Tesla’s solar and energy storage business raises $ 810 million, finally beating cost of revenue – TechCrunch


Tesla’s main source of income comes from the sale of its electric vehicles, but its latest quarterly earnings report showed growth in its solar and energy storage business.

The demand outlook will be even more optimistic for the division if the company can access enough chips for its energy storage products, according to Tesla CEO Elon Musk.

Tesla monday reported $ 801 million in revenue from its power generation and storage business, which includes three main products: solar, its Powerwall storage device for homes and businesses, and its Megapack utility storage unit, but that’s only part of it. the almost $ 12 billion in total revenue. Small as it is, the division is selling more solar and energy storage. This division’s revenue grew 62% from the prior quarter and more than 116% from the same quarter in 2020. Tesla does not separate revenue from energy storage and solar energy.

More importantly, the cost of revenue for its solar energy and energy storage business was $ 781 million, which means that, for the first time, the total cost of producing and distributing these energy storage products was lower. than the income it generated. That’s good news.

Unsurprisingly, the total deployments also increased. Tesla installed 1,274 megawatt-hours of energy storage in the second quarter of 2021, a 205% increase over the same period last year. Similarly, the amount of solar power deployed in the second quarter of this year was 85 MWh, 214% more than in the second quarter of 2020. As a side note: the total energy storage and solar energy deployments of Tesla were essentially flat when comparing figures for the second quarter of 2019 and the second quarter of 2020, likely due to the general disruption of business activities due to the pandemic.

The important nugget is income growth. In 2019, Tesla reported $ 369 million in solar and storage revenue.

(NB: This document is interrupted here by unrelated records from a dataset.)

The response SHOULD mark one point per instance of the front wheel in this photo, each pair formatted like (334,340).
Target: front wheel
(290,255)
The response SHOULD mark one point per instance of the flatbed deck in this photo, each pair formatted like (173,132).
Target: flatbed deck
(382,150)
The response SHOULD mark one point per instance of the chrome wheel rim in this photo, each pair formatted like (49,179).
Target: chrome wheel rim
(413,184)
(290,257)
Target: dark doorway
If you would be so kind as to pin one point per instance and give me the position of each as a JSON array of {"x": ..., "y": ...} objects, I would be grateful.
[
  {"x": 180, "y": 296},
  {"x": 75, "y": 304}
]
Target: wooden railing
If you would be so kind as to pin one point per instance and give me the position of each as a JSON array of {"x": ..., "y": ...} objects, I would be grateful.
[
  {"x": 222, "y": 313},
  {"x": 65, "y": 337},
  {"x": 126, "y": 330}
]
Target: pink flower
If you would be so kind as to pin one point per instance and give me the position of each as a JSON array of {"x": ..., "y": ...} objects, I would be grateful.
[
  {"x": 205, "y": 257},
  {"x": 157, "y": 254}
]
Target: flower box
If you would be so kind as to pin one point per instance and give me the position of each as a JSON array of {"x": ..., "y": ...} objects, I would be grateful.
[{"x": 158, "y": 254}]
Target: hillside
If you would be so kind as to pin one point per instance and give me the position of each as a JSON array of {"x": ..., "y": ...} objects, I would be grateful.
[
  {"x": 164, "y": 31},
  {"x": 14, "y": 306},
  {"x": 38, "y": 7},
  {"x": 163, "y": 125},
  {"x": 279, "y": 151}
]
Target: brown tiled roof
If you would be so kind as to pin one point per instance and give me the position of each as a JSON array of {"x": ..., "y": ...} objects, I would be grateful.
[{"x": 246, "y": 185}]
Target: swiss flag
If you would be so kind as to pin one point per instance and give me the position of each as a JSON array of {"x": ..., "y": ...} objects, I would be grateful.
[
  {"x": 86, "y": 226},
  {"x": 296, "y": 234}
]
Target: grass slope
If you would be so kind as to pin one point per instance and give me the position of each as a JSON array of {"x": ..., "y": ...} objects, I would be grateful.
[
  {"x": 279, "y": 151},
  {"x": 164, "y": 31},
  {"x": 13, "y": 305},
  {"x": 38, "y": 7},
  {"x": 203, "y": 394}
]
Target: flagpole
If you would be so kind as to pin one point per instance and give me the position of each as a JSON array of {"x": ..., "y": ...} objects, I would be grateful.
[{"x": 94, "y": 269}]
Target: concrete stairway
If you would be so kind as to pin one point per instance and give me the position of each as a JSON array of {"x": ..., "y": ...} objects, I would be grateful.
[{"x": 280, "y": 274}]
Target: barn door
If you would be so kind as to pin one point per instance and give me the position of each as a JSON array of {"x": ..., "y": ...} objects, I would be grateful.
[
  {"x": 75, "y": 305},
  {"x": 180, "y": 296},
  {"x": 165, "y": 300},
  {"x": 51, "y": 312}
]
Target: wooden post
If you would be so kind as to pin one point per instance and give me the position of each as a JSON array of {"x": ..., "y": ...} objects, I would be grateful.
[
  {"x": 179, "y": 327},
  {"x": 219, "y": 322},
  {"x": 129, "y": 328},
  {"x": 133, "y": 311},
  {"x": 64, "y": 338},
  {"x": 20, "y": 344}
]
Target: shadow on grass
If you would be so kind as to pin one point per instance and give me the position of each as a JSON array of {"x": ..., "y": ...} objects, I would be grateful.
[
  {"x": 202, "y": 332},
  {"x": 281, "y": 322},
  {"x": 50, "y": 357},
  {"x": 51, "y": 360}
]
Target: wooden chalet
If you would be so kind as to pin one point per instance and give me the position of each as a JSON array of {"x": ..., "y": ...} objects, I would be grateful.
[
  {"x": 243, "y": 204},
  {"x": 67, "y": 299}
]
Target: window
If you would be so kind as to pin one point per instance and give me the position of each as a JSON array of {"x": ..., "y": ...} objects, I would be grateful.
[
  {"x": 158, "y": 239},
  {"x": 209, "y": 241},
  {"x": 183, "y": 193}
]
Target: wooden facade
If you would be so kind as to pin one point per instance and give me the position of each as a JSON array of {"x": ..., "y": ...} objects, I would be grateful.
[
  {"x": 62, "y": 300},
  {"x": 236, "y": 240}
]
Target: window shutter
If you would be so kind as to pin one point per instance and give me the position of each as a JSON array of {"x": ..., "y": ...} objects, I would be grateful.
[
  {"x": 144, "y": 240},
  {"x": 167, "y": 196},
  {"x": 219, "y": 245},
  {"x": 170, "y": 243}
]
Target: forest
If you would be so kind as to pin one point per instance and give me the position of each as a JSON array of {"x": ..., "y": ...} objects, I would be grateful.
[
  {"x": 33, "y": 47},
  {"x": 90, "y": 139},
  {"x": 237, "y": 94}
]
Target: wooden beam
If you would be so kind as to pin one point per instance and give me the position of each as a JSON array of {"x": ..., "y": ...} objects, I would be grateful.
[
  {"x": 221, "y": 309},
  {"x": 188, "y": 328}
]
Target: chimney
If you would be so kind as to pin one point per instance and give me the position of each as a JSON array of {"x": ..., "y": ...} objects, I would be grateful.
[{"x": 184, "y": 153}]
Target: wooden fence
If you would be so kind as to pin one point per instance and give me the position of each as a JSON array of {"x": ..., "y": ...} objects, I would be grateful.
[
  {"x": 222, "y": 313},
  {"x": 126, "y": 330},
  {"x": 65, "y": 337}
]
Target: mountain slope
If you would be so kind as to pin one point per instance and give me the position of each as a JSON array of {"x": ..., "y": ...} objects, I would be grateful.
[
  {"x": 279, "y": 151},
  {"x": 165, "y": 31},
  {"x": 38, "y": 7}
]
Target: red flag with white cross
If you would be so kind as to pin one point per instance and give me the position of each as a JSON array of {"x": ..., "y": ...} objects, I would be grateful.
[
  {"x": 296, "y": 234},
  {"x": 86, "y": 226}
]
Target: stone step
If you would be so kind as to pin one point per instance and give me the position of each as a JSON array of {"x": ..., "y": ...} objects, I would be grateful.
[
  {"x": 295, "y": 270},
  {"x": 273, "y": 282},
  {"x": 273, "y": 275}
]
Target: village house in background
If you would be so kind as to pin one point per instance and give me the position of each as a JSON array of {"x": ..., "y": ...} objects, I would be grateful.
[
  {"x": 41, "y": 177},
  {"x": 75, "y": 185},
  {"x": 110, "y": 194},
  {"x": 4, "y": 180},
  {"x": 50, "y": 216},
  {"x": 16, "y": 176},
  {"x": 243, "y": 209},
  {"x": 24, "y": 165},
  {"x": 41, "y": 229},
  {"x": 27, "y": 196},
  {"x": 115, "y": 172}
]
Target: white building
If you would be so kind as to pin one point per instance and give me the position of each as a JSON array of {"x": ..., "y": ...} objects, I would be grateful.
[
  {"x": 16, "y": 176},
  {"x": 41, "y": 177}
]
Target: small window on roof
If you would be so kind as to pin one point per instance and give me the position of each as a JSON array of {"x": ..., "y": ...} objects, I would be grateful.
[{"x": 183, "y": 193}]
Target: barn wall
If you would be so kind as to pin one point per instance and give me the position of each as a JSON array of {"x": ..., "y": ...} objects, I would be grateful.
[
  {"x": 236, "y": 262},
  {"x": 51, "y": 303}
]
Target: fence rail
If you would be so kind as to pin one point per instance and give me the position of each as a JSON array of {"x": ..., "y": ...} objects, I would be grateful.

Revenue stagnated in the second quarter of 2020, with $ 370 million from that business. This quarter was more than double what Tesla brought in during the same quarters of 2019 and 2020.

What changed? In addition to COVID-19, Tesla notes that several Megapack projects are online and increasingly popular in their combined solar and Powerwall product. (Tesla no longer allows customers to order Powerwall without a solar installation.) According to a configurator on the Tesla website, a Megapack costs roughly $ 1.2 million before tax. In some states, Tesla says the first deliveries will be in 2023.

However, Tesla’s energy storage business is facing headwinds. Musk said demand for both Megapack and Powerwall exceeds supply, and the backlog of orders is growing. The company cannot meet that demand due to a global chip shortage, he said.

Tesla uses the same chips in its Powerwall as it does in its vehicles, and Musk said vehicles are the priority while supplies are low.

“As that significant shortage is alleviated, then we can massively increase Powerwall production,” Musk said during an earnings call. “I think we have a chance of reaching an annualized rate of one million Powerwall units next year, maybe on the order of 20,000 per week. Again it depends on the supply of cells and semiconductors. … As the world transitions to sustainable energy production, solar and wind power are intermittent and by their nature really need battery packs to provide a constant flow of electricity. And when you look at all the utilities in the world, it comes down to a lot of backup batteries that are needed. “

Musk said that in the long term, Tesla and other suppliers would need to produce between 1,000 and 2,000 gigawatt-hours per year to keep up with energy storage demands. Musk said the company has asked its cell suppliers to double their supply by 2022, a goal Musk warned would hinge on supply chain problems. The company’s current strategy is to bypass the supply of cells and direct it towards its energy storage products, but as in the case of chip shortages, vehicle production would be prioritized, according to Musk.

Battery cell plans

While much of the discussion on battery cells centered on its 4680 cell that is in development, Musk also touched on Tesla’s intentions to power some of its products with cheaper lithium-iron-phosphate batteries ( LFP). Specifically, he said there is a good chance that all stationary storage will move to iron-based batteries and away from nickel-manganese-cobalt (NMC) and nickel-cobalt-aluminum batteries.

“I think we’ll probably see a change, my guess is probably two-thirds iron, one-third nickel,” Musk said of Tesla’s plans. “And this is really good because there is a lot of iron in the world, an incredible amount of iron. But there is a lot less nickel and a lot less cobalt. “

A third of the batteries that will remain nickel will be used for its longer-range electric vehicles. All of its other EVs would also move to LFP batteries, which is already the case in its China-assembled vehicles.